I guess it's my day to be in a down mood. I've been having hot flashes really badly all week, haven't slept well, and generally haven't felt good this week. I brought home some work to do this weekend, but haven't gotten motivated yet. I got really depressed last night and cried alot -- although it did get me to clean Connor's room -- ewwwww. Charles keeps pointing out how well he's keeping the house -- there is dried shit on Connor's carpet I have to deal with today, and we haven't tackled Duncan's room yet. I guess Charles couldn't see the shit for all the toys on top of it?
I get so angry sometimes. I actually work 40 hrs a week. I know keeping kids is work, but is it too much to ask that he do housework too? He'll proudly demand I "notice" that he cleaned when I get home. OK, so he ran the vacuum for 45 seconds today. If I say anything about something that needs doing I'm "raising my standards".
And yet, I'm still motivated to try and make things work. And because of this I have been told I'm keeping secrets, rambling... well you know what, I'm a pretty open person. Except when sharing information gets me attacked. I don't like to fight. When I care about someone's opinion I'm very non-confrontational. Can I explain why I care about the opinion of a man who keeps a nasty house and wants me to praise it? No... when I figure it out my readers will be the first to know. One piece of advice I've gotten is to quit the best job I've ever had and move home.

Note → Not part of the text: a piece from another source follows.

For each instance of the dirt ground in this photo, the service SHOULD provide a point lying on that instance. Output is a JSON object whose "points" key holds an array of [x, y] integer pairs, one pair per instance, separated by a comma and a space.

Hmmm, can barely make ends meet on what I make now, constantly get criticism that I don't manage my money well enough -- so I should go to $0 income... plus I don't want to live where I grew up. My job is the only part of my life right now that makes me feel good, besides my children. On my task list is to call a therapist I fired because he told me *I* needed to change so my marriage would work, and ask him to write up his comments about Connor's potty issues to try and get him into a preschool. Yep, I'm motivated to do that. I do good to get lunch some days, my boss is pressuring me to work overtime, yep, I've got tons of time to write those kind of letters or make phone calls. Oh, do it when I get home after 40+ hours? But when would I get my husband's job done, or give him the attention I deny him?
Sorry, apparently I needed to vent a little. Don't get me wrong, I think any readers are entitled to their opinion of me, good or bad. You're even entitled to express it. Just understand that my response might be an emotional blog entry.